Pelaksanaan PEPERA tidak dilakukan dengan pasal-pasal dan norma-norma sesuai hokum internasional. Terdapat beberapa kejanggalan dalam proses hingga praktik Pepera dilakukan; (1) New York Agreement tahun 1962 tidak sah, karena melibatkan Orang Papua sebagai pemilik hak ulayat dan sebagai Negara yang telah merdeka 1 Desember 1961, (2) UNTEA sebagai pihak netral, sepihak menyerahkan wilayah Papua ke Indonesia, yang selanjutnya pemerintah Indonesia melalui militernya mengintimidasi hak politik rakyat Papua, (3) Aturan One Man One Vote (Satu Orang Satu Suara) tidak dilaksanakan. Indonesia menyelenggarakan PEPERA dengan sistem musyawara, dengan 1025 orang yang sebelumnya telah dikarantina menjadi perwakilan 800.000 masyarakat Papua dan hanya 175 orang saja yang menyampaikan atau membacakan teks manipulative yang telah disediakan Indonesia, (4) Teror, intimidasi dan pembunuhan oleh militer Indonesia dan penaandatanganan kontrak PT Freeport 1967, 2 tahun sebelum PEPERA digelar.


3.      Papua Barat dalam Bingkai Indonesia

Setelah lengsernya Ir. Soekarno akibat tragedi G30S, tahun 1965 Papua dijadikan Daerah Operasi Militer oleh Negara Republik Indonesia  sampai pada tahun 1999 ketika Indonesia memasuki era baru, era reformasi.

Tanggal 21 November 2001 Indonesia memberikan Otonomi Khusus kepada Papua yang diatur dalam UU No. 21 Tahun 2001, untuk mewujudkan keadilan, penegakan supremasi hukum, penghormatan terhadap HAM, percepatan pembangunan, ekonomi dan peningkatan kesejahteraan dan kemajuan masyarakat Papua, serta pengakuan dan atas hak hidup, hak intelektual, hak kesejahteraan, hak politik, hak kultur, hak perempuan, hak ulayat, dan hak kebebasan.

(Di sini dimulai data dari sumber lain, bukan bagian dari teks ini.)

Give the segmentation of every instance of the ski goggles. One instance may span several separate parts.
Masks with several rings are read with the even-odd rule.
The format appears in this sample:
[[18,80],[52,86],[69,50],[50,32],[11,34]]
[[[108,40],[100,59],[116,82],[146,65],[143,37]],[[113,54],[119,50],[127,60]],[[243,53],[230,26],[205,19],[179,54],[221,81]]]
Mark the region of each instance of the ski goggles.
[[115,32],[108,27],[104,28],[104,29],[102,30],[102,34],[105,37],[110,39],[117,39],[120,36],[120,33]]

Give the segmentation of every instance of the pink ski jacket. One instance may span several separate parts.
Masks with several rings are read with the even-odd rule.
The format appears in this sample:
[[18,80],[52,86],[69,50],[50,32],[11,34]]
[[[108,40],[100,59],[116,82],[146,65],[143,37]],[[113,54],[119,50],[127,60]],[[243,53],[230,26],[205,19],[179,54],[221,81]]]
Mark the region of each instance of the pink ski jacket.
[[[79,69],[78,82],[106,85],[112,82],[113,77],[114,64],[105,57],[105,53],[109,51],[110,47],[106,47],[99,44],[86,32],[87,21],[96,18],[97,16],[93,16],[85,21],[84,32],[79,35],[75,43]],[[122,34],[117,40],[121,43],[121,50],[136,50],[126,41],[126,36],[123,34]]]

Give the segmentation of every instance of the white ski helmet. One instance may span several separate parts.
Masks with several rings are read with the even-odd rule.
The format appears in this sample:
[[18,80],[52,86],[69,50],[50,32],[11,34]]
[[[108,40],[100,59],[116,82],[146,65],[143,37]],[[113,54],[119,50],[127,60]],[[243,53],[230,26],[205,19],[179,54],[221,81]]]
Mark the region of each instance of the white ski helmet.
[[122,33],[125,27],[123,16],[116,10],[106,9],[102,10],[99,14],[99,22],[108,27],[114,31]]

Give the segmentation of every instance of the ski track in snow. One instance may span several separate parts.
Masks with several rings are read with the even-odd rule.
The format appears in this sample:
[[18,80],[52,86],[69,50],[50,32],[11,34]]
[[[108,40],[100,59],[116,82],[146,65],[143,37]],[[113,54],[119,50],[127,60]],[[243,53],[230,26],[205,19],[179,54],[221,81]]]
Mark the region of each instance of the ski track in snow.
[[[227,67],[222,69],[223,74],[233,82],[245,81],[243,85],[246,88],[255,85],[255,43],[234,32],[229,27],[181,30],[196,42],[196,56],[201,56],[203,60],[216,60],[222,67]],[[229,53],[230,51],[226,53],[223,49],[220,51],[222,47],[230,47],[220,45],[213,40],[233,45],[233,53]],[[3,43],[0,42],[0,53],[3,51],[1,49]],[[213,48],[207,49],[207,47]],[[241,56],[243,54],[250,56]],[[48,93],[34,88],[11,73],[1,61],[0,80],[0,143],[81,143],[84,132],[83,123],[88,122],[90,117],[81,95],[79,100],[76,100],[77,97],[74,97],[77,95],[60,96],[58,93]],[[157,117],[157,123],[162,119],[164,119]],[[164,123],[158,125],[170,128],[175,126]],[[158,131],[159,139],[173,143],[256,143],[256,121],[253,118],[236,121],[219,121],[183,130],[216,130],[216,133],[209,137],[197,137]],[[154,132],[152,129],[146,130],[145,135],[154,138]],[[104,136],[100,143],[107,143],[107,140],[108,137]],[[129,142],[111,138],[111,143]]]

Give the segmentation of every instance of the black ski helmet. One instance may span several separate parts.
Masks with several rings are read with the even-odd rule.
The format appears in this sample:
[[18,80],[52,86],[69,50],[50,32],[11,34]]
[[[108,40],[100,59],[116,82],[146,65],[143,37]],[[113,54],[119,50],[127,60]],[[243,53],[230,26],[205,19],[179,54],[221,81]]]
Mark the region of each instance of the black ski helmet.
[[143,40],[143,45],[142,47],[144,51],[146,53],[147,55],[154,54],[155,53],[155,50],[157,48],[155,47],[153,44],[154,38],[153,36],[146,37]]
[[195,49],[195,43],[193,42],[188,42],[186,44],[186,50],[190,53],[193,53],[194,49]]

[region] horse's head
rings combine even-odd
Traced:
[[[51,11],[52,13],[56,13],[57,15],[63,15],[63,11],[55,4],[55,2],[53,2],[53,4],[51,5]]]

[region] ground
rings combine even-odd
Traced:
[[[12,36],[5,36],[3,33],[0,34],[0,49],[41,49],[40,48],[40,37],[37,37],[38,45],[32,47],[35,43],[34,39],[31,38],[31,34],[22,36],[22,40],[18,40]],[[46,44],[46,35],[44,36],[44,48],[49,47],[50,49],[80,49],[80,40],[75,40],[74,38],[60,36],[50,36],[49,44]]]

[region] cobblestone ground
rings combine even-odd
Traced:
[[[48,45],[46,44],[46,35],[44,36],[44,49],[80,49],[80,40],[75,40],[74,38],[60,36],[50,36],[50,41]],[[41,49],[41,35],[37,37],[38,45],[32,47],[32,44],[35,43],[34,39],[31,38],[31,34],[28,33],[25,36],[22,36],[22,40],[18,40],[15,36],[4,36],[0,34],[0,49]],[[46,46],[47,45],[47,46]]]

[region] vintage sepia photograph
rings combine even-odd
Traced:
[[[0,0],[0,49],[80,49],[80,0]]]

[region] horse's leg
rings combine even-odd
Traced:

Otonomi Khusus diberikan atas pertemuan pada tanggal 26 Februari 1999, tim 100 di bawah pimpinan Tom Beanal melakukan dialog dengan presiden Indonesia B.J. Habibi secara terbuka. Dalam dialog dibahas mengenai; (1) persoalan integrasi politik Papua, (2) masalah pelanggaran HAM selama 40 tahun, (3) masalah pembangunan di segala bidang.Berdasarkan 3 persoalan yang dibahas secara terbuka Tim 100 menyampaikan aspirasi untuk menentukan nasib sendiri (Papua Merdeka).

Di bawah payung Otonomi Khusus, terdapat beberapa produk-produk politik yang secara sepihak diberikan pemerintah pusat Indonesia kepada Papua di antaranya; Unit Percepatan Pembangunan Papua dan Papua Barat (UP4B), Pemekaran Daerah Otonomi Baru, dan Wacana Otonomi Khusus Plus.